香港Photo:PIXTA

6月24日、香港の「リンゴ日報」が中国共産党により廃刊に追い込まれた。メディアは、時に政治や経済を大きく動かす力がある。本稿では、メディアの歴史を振り返り、今後のメディアのあり方を考えてみたい。(著述家、芸術文化観光専門職大学教授 山中俊之)

リンゴ日報が廃刊
北京政府が焦った社会的影響力

 6月24日をもって香港の「リンゴ日報(蘋果日報)」が廃刊に追い込まれた。「リンゴ日報」は1995年に香港で創刊された広東語の新聞である。創刊したのは、アパレル業界で成功した経営者である黎智英氏。同新聞が創刊された背景には、1989年の天安門事件による北京政府の弾圧があったといわれる。

 広州市出身の黎氏は、幼い頃に父親が香港に亡命、母親が労働改造所に送られたため、地元で知的障害のある姉を1人で育てることを余儀なくされるほど辛酸をなめた。

 その後、香港に渡りアパレル業界で成功。香港有数の経営者になった立志伝中の人物だ。
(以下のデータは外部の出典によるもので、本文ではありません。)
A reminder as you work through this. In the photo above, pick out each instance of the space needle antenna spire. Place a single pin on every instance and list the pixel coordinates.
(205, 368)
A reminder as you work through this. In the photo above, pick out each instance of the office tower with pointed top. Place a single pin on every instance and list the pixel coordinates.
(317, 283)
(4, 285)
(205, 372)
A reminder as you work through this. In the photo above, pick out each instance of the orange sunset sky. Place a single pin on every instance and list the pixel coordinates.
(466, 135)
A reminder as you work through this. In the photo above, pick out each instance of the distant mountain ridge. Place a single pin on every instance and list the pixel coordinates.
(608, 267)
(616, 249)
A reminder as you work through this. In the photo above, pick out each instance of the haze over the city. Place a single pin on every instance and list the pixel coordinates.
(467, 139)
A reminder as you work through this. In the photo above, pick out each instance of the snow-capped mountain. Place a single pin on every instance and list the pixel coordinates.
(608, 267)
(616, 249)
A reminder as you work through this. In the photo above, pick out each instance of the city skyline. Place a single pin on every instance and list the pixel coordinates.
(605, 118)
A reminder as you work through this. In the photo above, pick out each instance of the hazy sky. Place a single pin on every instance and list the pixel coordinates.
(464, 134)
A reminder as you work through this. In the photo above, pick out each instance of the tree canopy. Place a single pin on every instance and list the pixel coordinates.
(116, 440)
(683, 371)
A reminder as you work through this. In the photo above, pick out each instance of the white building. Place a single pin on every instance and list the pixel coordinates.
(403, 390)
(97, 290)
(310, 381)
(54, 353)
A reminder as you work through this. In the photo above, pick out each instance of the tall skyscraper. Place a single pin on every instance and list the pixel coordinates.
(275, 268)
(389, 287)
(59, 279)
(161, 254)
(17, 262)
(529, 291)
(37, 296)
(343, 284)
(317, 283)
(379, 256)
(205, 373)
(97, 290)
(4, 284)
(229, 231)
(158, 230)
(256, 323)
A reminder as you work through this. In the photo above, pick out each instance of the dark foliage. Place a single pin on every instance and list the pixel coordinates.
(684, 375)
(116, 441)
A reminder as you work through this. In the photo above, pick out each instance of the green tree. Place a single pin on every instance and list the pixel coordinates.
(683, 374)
 しかし、黎氏は2020年に国家安全維持法違反容疑で逮捕され、21年5月に起訴された。香港の英雄の逮捕は、香港社会、そして世界に大きな衝撃を与えた。廃刊後も社説の執筆者が逮捕されるなど、弾圧はとどまるところを知らない。ここまでの弾圧は、リンゴ日報の社会的影響力の大きさと、それに対する北京政府の焦燥がうかがえる。
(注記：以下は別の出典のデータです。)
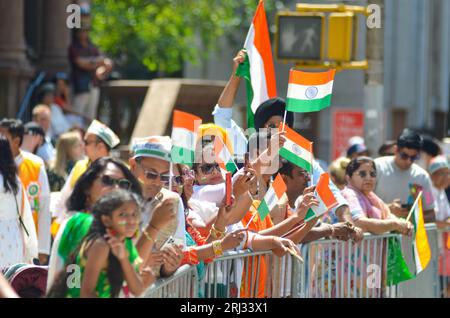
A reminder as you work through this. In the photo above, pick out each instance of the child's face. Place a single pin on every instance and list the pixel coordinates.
(125, 220)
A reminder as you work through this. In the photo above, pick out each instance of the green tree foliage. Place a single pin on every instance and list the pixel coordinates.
(161, 34)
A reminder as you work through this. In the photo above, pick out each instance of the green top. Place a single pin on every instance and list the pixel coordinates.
(77, 227)
(75, 231)
(103, 288)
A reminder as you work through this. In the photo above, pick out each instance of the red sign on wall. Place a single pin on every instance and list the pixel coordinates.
(345, 123)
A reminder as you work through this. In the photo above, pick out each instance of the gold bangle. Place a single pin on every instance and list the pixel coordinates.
(217, 248)
(221, 232)
(148, 237)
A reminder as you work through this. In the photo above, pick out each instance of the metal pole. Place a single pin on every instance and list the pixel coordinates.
(374, 82)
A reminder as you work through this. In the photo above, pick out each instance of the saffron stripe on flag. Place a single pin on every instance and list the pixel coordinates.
(263, 210)
(323, 190)
(310, 78)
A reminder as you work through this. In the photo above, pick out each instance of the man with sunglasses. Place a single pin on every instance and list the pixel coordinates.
(400, 179)
(150, 163)
(98, 141)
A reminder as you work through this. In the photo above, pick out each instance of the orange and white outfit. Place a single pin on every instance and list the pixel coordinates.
(31, 170)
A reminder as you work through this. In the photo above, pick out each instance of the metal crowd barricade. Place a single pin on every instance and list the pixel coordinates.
(182, 284)
(337, 269)
(246, 274)
(444, 261)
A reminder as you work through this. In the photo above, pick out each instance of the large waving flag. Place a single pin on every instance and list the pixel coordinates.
(272, 197)
(325, 197)
(421, 248)
(184, 136)
(223, 156)
(309, 92)
(258, 67)
(297, 149)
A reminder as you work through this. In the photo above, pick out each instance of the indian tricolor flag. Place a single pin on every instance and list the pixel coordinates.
(184, 135)
(297, 149)
(309, 92)
(325, 197)
(223, 156)
(258, 67)
(421, 248)
(272, 197)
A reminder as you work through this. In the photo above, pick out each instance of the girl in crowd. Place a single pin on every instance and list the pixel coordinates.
(107, 255)
(102, 177)
(368, 211)
(18, 239)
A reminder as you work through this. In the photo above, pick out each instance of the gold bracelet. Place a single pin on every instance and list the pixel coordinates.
(148, 237)
(217, 248)
(216, 234)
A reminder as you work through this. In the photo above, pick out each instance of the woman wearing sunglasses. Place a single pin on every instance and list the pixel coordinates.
(102, 176)
(368, 211)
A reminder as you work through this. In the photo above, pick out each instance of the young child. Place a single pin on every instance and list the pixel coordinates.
(107, 256)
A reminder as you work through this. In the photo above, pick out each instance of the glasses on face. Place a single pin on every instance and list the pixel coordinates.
(110, 182)
(208, 168)
(178, 180)
(405, 156)
(363, 174)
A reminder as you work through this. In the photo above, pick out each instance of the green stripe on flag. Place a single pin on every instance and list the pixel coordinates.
(302, 163)
(243, 70)
(231, 166)
(305, 106)
(397, 269)
(182, 155)
(263, 210)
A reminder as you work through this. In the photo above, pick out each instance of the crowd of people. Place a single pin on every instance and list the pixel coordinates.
(65, 201)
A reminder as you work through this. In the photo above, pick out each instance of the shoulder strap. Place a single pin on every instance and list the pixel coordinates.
(19, 214)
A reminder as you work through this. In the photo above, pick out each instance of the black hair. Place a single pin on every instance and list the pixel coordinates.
(355, 163)
(388, 144)
(8, 167)
(78, 198)
(409, 139)
(431, 147)
(260, 139)
(14, 126)
(104, 206)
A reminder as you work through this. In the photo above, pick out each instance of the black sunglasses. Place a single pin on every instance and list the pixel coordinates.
(110, 182)
(405, 156)
(363, 174)
(208, 168)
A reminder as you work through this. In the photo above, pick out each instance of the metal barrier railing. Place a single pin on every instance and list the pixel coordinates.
(182, 284)
(331, 269)
(444, 262)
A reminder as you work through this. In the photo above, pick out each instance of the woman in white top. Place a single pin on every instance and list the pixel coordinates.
(18, 239)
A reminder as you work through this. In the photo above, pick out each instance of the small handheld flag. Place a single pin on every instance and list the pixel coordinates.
(184, 135)
(325, 197)
(309, 92)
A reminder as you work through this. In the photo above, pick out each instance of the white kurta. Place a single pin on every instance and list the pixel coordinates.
(15, 245)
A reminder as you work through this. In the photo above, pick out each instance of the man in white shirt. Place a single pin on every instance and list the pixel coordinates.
(268, 115)
(31, 170)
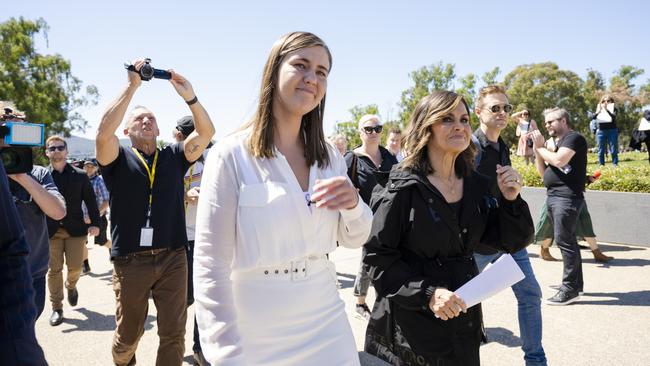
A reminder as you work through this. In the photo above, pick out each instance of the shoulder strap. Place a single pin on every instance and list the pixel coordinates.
(479, 151)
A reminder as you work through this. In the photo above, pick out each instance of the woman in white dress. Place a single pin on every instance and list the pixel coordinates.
(275, 199)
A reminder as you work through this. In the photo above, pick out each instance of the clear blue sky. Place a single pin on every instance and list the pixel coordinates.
(221, 46)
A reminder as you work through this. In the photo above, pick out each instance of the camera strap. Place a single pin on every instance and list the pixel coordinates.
(151, 173)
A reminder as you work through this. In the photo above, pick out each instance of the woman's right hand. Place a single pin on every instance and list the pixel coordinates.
(445, 304)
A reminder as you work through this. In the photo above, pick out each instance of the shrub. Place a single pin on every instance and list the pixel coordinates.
(632, 174)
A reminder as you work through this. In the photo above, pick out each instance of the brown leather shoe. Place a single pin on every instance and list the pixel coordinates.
(600, 257)
(545, 253)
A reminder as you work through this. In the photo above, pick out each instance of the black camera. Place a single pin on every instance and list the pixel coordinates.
(148, 72)
(19, 138)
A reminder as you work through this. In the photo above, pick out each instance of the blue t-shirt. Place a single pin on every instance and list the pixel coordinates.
(33, 220)
(128, 184)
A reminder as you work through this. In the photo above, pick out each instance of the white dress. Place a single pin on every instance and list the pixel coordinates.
(264, 293)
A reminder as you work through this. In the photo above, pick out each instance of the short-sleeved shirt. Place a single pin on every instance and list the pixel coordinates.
(33, 219)
(568, 181)
(128, 184)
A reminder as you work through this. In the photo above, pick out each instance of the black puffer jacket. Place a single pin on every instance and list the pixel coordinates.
(417, 243)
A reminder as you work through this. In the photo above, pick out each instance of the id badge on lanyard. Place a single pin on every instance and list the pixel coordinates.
(146, 232)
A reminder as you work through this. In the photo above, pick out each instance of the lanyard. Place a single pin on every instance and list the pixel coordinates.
(188, 182)
(152, 176)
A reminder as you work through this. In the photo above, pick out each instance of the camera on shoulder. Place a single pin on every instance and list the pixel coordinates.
(148, 72)
(19, 139)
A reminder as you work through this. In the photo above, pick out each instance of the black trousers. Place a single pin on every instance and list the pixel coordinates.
(563, 213)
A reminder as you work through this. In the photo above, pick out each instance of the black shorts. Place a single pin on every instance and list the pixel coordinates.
(101, 239)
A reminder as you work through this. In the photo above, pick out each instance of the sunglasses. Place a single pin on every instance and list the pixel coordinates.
(55, 148)
(369, 129)
(497, 108)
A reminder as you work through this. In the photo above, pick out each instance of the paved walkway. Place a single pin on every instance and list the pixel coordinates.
(609, 326)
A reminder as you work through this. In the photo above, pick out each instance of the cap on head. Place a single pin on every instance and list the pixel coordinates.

 メディアは、時に政治や経済を大きく動かす。本稿では、メディアの歴史を振り返り、今後のメディアのあり方を考えてみたい。

 メディアとは、一般に「情報を媒介する手段」と定義される。メディア(media)の語源は、間にあるものを意味する「medium」であるともいわれる。人と人、事象と人の間にあるものがメディアなのだ。その歴史は古代ローマ時代にさかのぼる。